Avec ces nouvelles adhésions, l’OIF compte 63 membres,
dont 10 observateurs.
Au-delà du rayonnement de la langue française,
la Francophonie, qui est dirigée par l’ancien président
sénégalais Abdou Diouf, constitue « un espace diplomatique
recherché », selon ce dernier. La Grèce et la Macédoine
se font ainsi concurrence au sein même de l’OIF. « Si
l’une y est, l’autre veut y être aussi », dit-il, rappelant
qu’Athènes bloque depuis 1991 la reconnaissance internationale
de la Macédoine, considérant que son nom fait partie du
patrimoine national de la Grèce. Au-delà de ce différend
bilatéral, les autorités grecques ont tenu à indiquer
que la Francophonie leur permet de « lutter contre le
monolinguisme ».
Nombre de candidats, en particulier des
pays de l’ancien bloc soviétique, utilisent la Francophonie
comme un moyen de s’ouvrir à l’international, comme la
Géorgie.
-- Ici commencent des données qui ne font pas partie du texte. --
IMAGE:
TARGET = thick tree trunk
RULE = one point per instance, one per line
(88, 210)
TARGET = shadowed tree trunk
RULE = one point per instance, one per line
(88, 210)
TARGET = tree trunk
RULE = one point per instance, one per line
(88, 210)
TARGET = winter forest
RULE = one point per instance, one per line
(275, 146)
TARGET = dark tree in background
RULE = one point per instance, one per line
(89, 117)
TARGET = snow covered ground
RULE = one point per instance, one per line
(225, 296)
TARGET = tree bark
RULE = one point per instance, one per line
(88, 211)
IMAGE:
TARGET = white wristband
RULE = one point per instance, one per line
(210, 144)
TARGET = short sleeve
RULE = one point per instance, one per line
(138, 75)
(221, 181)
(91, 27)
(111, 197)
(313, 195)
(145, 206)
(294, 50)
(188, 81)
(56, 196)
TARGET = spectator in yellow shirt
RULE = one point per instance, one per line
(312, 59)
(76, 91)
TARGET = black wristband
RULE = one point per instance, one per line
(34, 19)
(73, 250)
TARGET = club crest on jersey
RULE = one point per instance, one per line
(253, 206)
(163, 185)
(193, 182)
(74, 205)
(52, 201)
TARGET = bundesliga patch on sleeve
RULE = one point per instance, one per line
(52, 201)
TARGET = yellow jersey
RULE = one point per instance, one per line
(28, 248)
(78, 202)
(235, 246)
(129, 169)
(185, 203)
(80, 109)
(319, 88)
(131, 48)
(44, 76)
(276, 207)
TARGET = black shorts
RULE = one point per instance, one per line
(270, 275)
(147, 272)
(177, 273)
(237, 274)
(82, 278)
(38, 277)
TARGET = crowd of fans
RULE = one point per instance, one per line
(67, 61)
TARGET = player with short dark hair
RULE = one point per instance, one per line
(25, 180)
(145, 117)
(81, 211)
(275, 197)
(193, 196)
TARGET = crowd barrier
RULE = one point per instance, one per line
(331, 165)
Cet intérêt de Tbilissi pour la Francophonie
est une manière de se créer un nom sur le plan international,
de sortir de son isolement. Pour la Croatie (avec laquelle
l’UE vient de reporter l’ouverture de négociations d’adhésion),
la Francophonie offre de nouvelles possibilités de communication
avec l’UE, le Canada, les pays francophones d’Asie et
d’Afrique, ainsi que les organisations internationales
où les pays francophones possèdent une forte influence.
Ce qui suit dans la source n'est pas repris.